NVFS device priority may return the same priority value for two or more RDMA NICs. When this is the case, the RDMA NIC will be selected from that set according to number of connections.
It is also possible that the RDMA NIC with the highest priority doesn’t have any more available connections for a given storage node. When this occurs, the next highest priority device is selected.
Each RDMA NIC is allowed (connMaxInternodeNum / rdmaNicCount)
connections per node. A workload
that is on a particular set of GPUs that prioritize a certain set of RDMA NICs may result both in
starvation of some NICs and also selection of NICs that don’t have the best priority. It may be
neceessary to move GPUs closer to other RDMA NICs, rebalance the workload and/or increase
connnMaxInternodeNum
to achieve optimal performance.
Supported Features¶
All BeeGFS file system features are supported for GDS I/O. This includes striping, ACLs, quotas, Buddy Mirroring and BeeOND.
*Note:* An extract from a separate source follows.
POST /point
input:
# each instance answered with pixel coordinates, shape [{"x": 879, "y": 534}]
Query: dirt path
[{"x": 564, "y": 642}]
GDS I/O requests are always O_DIRECT, per the GDS architecture specification. Thus, caching is disabled for GDS I/O requests.
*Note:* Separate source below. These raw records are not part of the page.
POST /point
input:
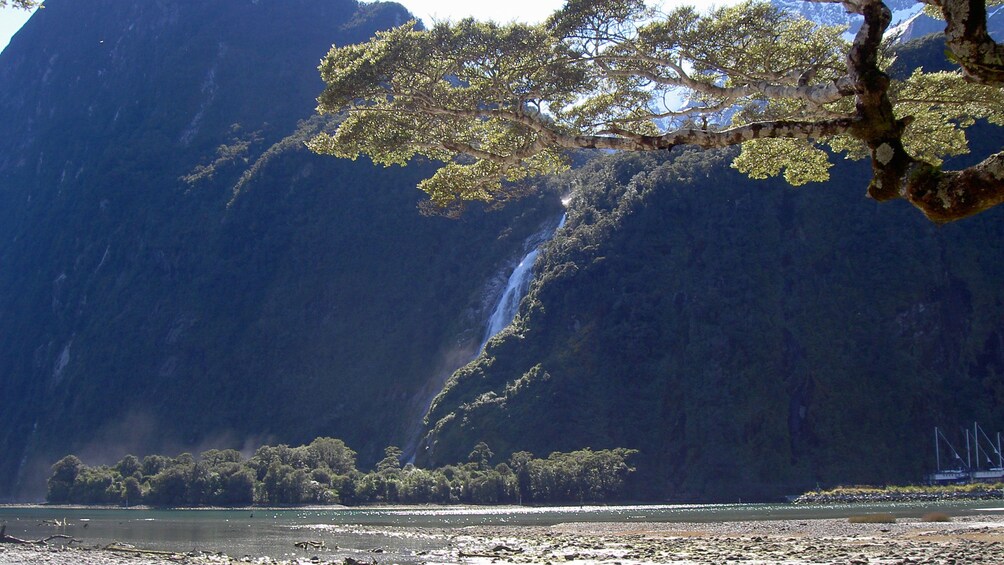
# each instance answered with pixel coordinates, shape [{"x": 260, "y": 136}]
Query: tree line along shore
[{"x": 324, "y": 472}]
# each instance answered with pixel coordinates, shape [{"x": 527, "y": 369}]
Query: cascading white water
[
  {"x": 515, "y": 288},
  {"x": 502, "y": 315}
]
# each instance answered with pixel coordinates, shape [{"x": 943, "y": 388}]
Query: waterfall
[
  {"x": 502, "y": 315},
  {"x": 515, "y": 288}
]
BeeGFS GDS I/O requests must be 4KB block-aligned. Unaligned I/O requests (offset or length) will fail.
Tuning¶
General BeeGFS and RDMA tuning principles apply to the BeeGFS/GDS environment.
Client multi-rail should be enabled for the appropriate RDMA NICs so BeeGFS client can use NVFS priority to identify the best NIC to use with a particular GPU.
/etc/cufile.json
has many options to configure the behavior of libcufile, the user space component
of GDS. Under the beegfs
section, there are parameters rdma_dev_addr_list
and mount_table
that have no effect on BeeGFS. In the properties
section, the gds_rdma_write_support
parameter
may be set to false to disable GDS writes. Writes through libcufile will still work but are transparently
turned into POSIX I/O writes, which may improve write performance on systems that have SYS, NODE or PHB
topology between GPUs and RDMA NICs.
GPU to RDMA NIC topology may be inspected through nvidia-smi topo -m
. This command shows how each
GPU communicates with each RDMA NIC as well as each GPU’s NUMA and CPU affinity. It is a best practice
to execute a GDS application on the same NUMA zone as the GPUs it will use.